Despite the tropical location, he was shivering violently—whether from the air conditioning hitting his soaked clothes or from fear, Cassidy couldn't tell.

"That," he panted through chattering teeth, leaning against the doorframe, "was like s-swimming through a washing machine designed by someone who really hates people.

Why is half the resort underwater? Actually, d-don't answer that—hurricane, I know.

But seriously, I think I saw a deck chair trying to break into the kitchen. "

Despite everything, Cassidy felt a smile tug at her lips. Spencer's ability to maintain his peculiar brand of optimism even while looking like he'd barely survived a shipwreck was oddly comforting.

He set down his improvised weapons with shaking hands—a paring knife duct-taped to the end of a telescoping window-washing pole, creating a makeshift spear, and a small fire extinguisher that hung from his shoulder on an improvised sling.
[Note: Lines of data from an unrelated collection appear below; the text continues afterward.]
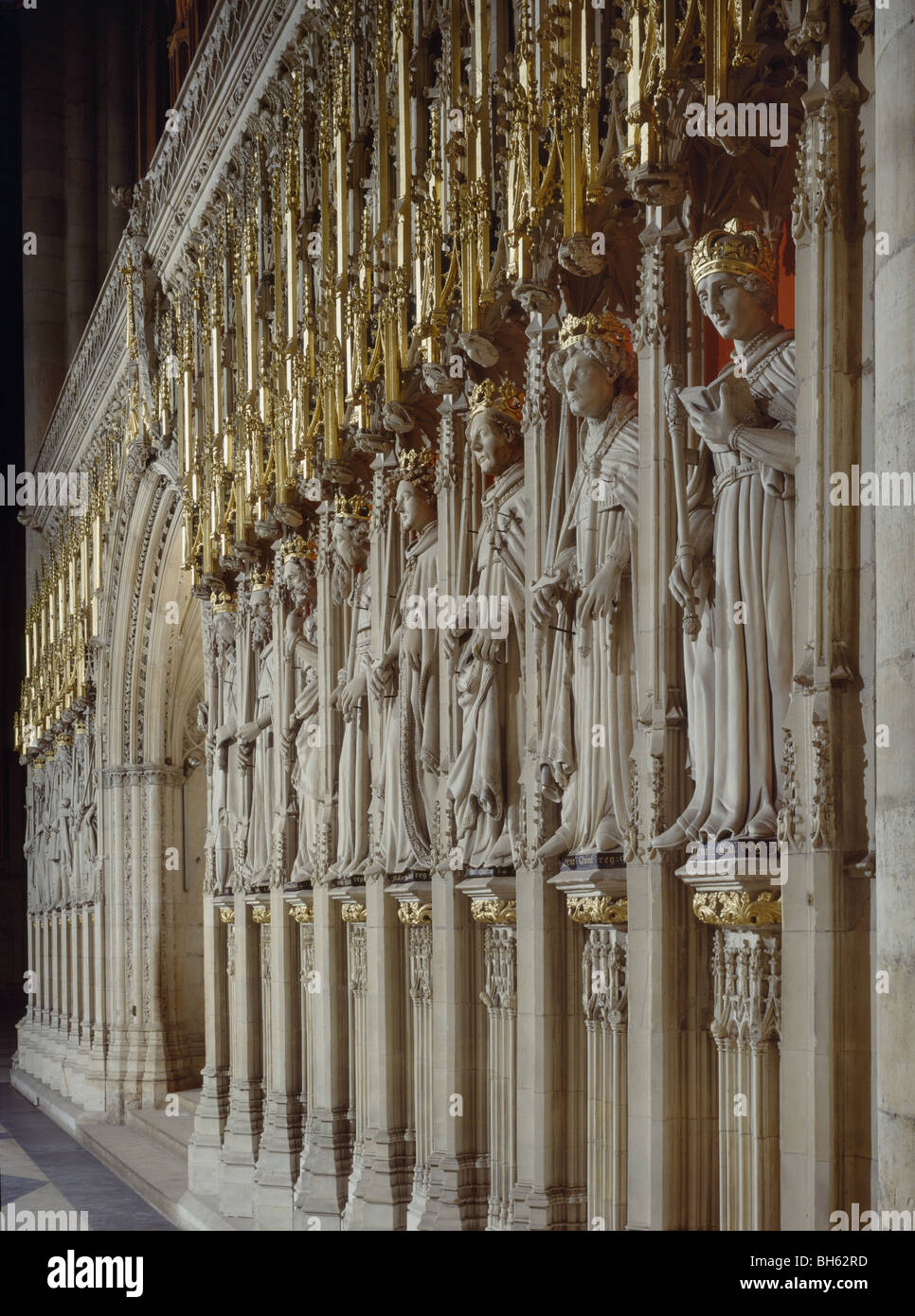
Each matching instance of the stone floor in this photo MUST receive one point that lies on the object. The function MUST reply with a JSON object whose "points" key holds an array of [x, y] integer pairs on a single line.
{"points": [[44, 1169]]}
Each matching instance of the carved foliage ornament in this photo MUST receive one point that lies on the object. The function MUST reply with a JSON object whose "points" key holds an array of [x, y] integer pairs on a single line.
{"points": [[736, 908]]}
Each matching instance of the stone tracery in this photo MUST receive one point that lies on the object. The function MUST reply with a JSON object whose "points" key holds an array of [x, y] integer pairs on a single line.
{"points": [[320, 388]]}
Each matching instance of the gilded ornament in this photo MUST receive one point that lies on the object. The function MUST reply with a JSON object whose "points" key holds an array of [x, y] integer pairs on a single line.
{"points": [[493, 911], [733, 250], [353, 912], [503, 398], [412, 914], [736, 908], [598, 910]]}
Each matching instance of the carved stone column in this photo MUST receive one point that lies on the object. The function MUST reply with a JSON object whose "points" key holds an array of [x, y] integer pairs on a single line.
{"points": [[826, 940], [458, 1183], [416, 918], [379, 1007], [213, 1104], [326, 1164], [74, 1002], [353, 915], [245, 1121], [303, 914], [95, 1074], [894, 56], [499, 995], [280, 1145], [321, 1190], [604, 999], [671, 1093], [746, 1031]]}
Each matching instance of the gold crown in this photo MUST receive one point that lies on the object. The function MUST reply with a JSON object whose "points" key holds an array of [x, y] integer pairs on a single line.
{"points": [[357, 507], [222, 601], [503, 398], [604, 327], [415, 461], [294, 547], [733, 250], [260, 579]]}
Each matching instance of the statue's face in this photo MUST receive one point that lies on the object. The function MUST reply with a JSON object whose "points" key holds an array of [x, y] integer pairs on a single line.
{"points": [[225, 628], [735, 312], [412, 507], [260, 604], [489, 446], [293, 573], [588, 385], [343, 543]]}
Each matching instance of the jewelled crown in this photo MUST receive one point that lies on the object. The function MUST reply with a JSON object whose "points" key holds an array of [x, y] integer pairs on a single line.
{"points": [[604, 327], [733, 250], [260, 580], [503, 398], [296, 547], [358, 507], [222, 601]]}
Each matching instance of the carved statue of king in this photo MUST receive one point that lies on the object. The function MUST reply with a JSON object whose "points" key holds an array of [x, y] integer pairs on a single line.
{"points": [[485, 780], [735, 559]]}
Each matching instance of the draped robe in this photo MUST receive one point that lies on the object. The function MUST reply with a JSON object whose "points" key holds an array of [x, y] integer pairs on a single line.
{"points": [[411, 741], [591, 690], [739, 671], [485, 779], [353, 772], [263, 792]]}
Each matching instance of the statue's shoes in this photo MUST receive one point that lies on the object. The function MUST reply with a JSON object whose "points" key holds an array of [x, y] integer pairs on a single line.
{"points": [[671, 839], [557, 844]]}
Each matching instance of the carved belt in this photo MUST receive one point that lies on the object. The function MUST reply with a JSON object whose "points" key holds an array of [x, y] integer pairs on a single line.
{"points": [[733, 472]]}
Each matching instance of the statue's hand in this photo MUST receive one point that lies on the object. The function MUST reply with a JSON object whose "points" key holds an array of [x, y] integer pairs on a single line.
{"points": [[598, 595], [736, 408], [489, 649], [382, 677], [684, 578], [412, 647], [546, 595]]}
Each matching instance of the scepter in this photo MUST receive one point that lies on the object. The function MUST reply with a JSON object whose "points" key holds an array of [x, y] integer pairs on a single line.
{"points": [[673, 381]]}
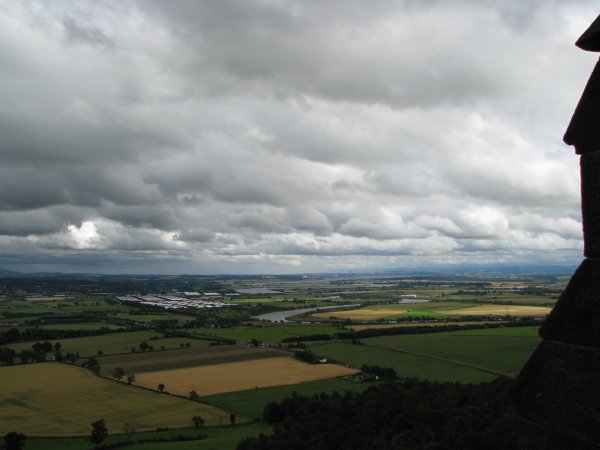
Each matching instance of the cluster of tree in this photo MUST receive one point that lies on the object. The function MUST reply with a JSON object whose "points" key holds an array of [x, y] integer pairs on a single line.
{"points": [[38, 353], [306, 356], [394, 416], [382, 373], [372, 332], [119, 372], [92, 364], [14, 441], [311, 337], [13, 335]]}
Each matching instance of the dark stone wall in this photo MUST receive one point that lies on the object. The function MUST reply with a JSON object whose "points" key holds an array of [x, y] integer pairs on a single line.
{"points": [[557, 393]]}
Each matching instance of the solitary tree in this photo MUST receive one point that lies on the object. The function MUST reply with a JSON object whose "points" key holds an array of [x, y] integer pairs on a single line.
{"points": [[99, 431], [92, 364], [14, 441], [118, 373], [198, 421]]}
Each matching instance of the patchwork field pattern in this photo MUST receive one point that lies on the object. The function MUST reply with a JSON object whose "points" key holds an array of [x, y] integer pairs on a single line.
{"points": [[435, 310], [53, 399], [236, 376], [178, 359], [405, 365]]}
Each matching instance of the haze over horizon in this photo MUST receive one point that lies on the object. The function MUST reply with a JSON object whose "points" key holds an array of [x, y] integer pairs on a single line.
{"points": [[288, 136]]}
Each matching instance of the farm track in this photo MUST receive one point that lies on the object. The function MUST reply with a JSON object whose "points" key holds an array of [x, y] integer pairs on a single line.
{"points": [[447, 360]]}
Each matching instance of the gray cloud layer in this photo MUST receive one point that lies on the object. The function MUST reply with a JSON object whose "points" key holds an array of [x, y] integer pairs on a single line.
{"points": [[288, 136]]}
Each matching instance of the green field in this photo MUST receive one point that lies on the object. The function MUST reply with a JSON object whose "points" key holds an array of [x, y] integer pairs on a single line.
{"points": [[250, 403], [405, 365], [58, 399], [111, 343], [146, 318], [80, 326], [266, 332], [217, 438], [531, 331], [501, 349], [22, 307]]}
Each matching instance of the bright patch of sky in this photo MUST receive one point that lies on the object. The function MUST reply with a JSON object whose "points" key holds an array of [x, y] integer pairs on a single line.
{"points": [[289, 136]]}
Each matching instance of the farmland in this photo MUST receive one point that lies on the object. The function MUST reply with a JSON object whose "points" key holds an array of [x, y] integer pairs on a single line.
{"points": [[266, 332], [108, 344], [435, 310], [184, 358], [217, 438], [194, 349], [58, 399], [405, 365], [250, 403], [236, 376]]}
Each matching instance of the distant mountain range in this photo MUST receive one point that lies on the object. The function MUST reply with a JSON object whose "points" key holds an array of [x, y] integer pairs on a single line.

Moments later, Sophia appeared. The contrast was striking. Where Spencer looked like he'd wrestled the hurricane and lost badly, Sophia appeared almost composed. Her clothes were damp but not soaked, her auburn hair still maintaining some semblance of its usual professional style.
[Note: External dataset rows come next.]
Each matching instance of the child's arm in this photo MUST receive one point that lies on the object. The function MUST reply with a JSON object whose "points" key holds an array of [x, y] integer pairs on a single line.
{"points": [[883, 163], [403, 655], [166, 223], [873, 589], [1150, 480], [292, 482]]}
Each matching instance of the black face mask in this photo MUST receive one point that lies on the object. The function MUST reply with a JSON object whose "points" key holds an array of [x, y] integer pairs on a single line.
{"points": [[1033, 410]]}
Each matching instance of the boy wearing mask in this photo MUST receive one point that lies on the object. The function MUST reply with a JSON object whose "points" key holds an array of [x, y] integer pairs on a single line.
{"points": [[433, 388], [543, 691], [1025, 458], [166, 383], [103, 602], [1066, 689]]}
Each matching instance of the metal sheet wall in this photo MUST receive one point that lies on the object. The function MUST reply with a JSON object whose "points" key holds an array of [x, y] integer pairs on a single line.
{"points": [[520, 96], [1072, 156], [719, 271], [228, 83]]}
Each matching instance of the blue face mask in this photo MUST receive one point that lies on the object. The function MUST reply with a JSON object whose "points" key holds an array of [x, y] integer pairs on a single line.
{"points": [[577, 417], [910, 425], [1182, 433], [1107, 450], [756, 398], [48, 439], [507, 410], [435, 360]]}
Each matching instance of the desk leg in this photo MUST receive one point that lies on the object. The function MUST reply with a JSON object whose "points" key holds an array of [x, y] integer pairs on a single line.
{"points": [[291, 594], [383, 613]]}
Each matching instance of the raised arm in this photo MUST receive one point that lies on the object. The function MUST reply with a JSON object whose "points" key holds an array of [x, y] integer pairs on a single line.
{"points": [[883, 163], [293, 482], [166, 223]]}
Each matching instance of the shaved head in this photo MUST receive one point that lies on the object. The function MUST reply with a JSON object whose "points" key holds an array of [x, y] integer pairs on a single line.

"Took the maintenance shaft," Sophia explained, catching Cassidy's surprised look.

"Stays drier than the main corridors. Learned that trick in.

.." She paused, seeming to catch herself.

"In Brisbane. During flood season." She set down a commercial-grade meat tenderizer from the kitchen supplies—a hammer in all but name.

"Right," Spencer said, wringing water from his shirt and trying to control his shivering. "Next time m-maybe share that intel before I go swimming through a hurricane?”

"You didn't ask, love," Sophia replied with that diplomatic smile Cassidy was beginning to recognize as her deflection technique.

Both of them shrugged off waterlogged backpacks. Spencer immediately ducked behind some large water pumps, and Cassidy could hear him rummaging through his pack for dry clothes.

Sophia pulled water bottles and energy bars from her pack. "I'm not sure three changes of clothes and some cliff bars are going to help us take down an international arms dealer."

"Better than nothing," Kenji said, checking his own pack. "Everyone has water? First aid basics?"

A muffled "Yeah" came from behind the pumps where Spencer was changing. When he emerged in dry clothes, he'd stopped shivering quite so violently, though he still wrapped his arms around himself.

"So our guy’s dead," Spencer said, his usual cheerfulness noticeably dimmed. “Not good.”

Sophia pinned Kenji with a sharp look. "Agreed. What now?"

"What she said," Spencer added. "Please tell me there's a new plan that doesn't involve anyone else dying."

Cassidy forced herself to focus, to push down the horror and think strategically. She moved to the security monitors, watching the grainy feeds cycle through empty corridors and storm-battered exteriors.

"Vega's cleaning house,” Kenji announced. “And we're definitely next." He turned to face the group. "So we stop running and start hunting."